A strange wave of discomfort rolled through Mal’s body as they did this work.

Money had never been their strong suit. But that wasn’t right—they were okay, really, with their budget.

They always made sure they had enough to cover their cell phone bill, their coffees (and sometimes Emerson’s) at the Haus, special snacks for themself and Maddie, and contributions to a small but growing savings account, all from their small Dollar City wages.

It was more that money made them uncomfortable, or that they thought it should.

More than once, they had overheard their parents fighting about it, and it seemed like they never had enough of it.

And now here was a small treasure of it, earned by doing something much nicer than stocking shelves at the dollar store, by working with people they liked much more than Brenda, the head cashier who refused to use Mal’s correct pronouns.

Mal counted the crumpled dollars and small army of rolled change again, trying to reconcile the total and the unsettling, hopeful feeling in their chest.

In the end, they’d figured out enough to at least start a new spreadsheet titled (by Emerson) MIXXEDMEDIA FUNDS!!!!! “Team meeting?” they asked, looking across at her.

“Team!
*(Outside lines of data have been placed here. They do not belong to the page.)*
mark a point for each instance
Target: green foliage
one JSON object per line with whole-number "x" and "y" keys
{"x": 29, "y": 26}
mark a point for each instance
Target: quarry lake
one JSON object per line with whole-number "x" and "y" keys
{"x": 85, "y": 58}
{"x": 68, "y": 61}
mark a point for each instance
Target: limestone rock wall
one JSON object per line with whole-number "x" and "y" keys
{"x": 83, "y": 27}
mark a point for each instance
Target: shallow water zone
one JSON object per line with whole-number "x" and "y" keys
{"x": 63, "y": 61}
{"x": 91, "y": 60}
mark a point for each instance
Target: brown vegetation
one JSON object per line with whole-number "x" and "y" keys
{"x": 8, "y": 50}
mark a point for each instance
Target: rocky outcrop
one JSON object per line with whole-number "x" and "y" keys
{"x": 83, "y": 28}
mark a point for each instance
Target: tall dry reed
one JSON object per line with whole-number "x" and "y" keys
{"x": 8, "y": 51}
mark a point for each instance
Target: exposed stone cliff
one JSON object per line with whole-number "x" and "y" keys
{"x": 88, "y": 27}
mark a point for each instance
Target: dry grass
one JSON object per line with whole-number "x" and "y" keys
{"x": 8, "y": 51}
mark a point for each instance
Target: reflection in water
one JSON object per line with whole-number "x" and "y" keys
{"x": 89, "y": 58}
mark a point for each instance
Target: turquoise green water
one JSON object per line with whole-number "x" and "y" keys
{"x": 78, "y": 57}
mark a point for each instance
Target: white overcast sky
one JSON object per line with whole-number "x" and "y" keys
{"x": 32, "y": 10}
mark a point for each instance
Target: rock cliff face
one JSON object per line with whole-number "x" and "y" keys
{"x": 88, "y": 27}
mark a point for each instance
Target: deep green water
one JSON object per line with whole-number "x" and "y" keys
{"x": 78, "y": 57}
Meeting!” Emerson agreed, but at such volume that it was an announcement, too.

When everyone had gathered around the old green worktable, Mal and Emerson sitting side by side at its head, Mal consulted their old laptop.

“Okay,” they said, “we’ve finally added up everything, including the consignments from the Haus café—which sold out, too, over this week—and it looks like we made a total profit of one hundred and thirty-five dollars.”

“We only made a hundred thirty-five bucks?” James asked, incredulous. “For all that?”

“Well, no,” said Mal. “We made back what we invested—”

“What my mom’s credit card invested,” Emerson interjected.

“Well, we made that back, and then an extra one hundred and thirty-five dollars on top of it.” It had seemed like a lot to Mal. A surge of shame flushed their cheeks.

“That’s cool,” said Nylan, grinning. “That means our next print run is fully funded!”

“I mean, I guess,” said James, shifting in his seat. “But was that print run large enough?”

“True,” Alex chimed in. “I feel like I barely got my hands on a copy. It sold out lightning-fast.”

“Collage could never,” agreed Parker. “Do we need to up the numbers?”

Mal shrugged. “I think we can stay solid where we are, and in a couple of issues, we’ll have earned enough to think about it.”

“But think of all the extra funds we could be earning now,” James said. “We could be saving up for a printer of our own so you two don’t have to use the janky ones at the library.”

“The library printers are superb,” Emerson protested, crossing her arms.

“But I get what you mean,” Parker said. “Like, we could be investing more in what we’re doing. Make MixxedMedia bigger. Better.”

“It’s already great,” Mal said defensively.

“No, yeah,” said Nylan, “it is. But think what we could do if we had resources like we did at school. A printer for when we need it, a computer we could all use, right here.”

Those were big-ticket items. Those weren’t in the budget. They didn’t even have a budget.